5 Stelle in demagogia

La democrazia è cosa per gli dei, Rousseau, la demagogia invece è adatta agli uomini, questi miserrimi che compongono le forze politiche di maggioranza. Il meccanismo perfetto per epurare la propria classe dirigente, restringere le soglie di rappresentanza dei cittadini e risparmiare una cifra irrisoria delle casse dello Stato. Volete abbattere i costi della vita pubblica? Tagliate lo stipendio del governatore della provincia di Bolzano che vale quello del presidente statunitense. Oppure tagliate lo stipendio di Fabio Fazio e ci fate un altro reddito di cittadinanza. Più semplicemente, invece di toccare la Costituzione che manco conoscete, tagliate lo stipendio dei parlamentari. Si mantiene intatta la rappresentanza e magari chi vuole farsi eleggere dal popolo non lo farà per arricchirsi. Con il taglio dei parlamentari non si fa risparmiare lo Stato, si indebolisce il Parlamento a vantaggio delle cricche che lo infestano. Non si ha nemmeno più a che fare con dei partiti ma con delle cricche. Hanno chiesto al referendum. E chi andrà a sostenere le ragioni del Parlamento dopo che le forze che vi sono rappresentate hanno avvelenato i pozzi?
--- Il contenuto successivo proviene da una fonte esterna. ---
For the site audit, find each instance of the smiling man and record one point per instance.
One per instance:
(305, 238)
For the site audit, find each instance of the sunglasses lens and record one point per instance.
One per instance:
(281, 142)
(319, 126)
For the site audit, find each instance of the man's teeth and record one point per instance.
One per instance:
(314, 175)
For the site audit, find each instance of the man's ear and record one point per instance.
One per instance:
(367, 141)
Giusto quei poveri disgraziati di Forza Italia che con il taglio torneranno a casa di sicuro. Gli altri si preoccuperanno di ingraziarsi i vertici in modo da venir confermati, non si preoccuperanno di una battaglia democratica, una delle ultime a cui sarà costretto questa disgraziata Repubblica. Se lo fosse una Repubblica.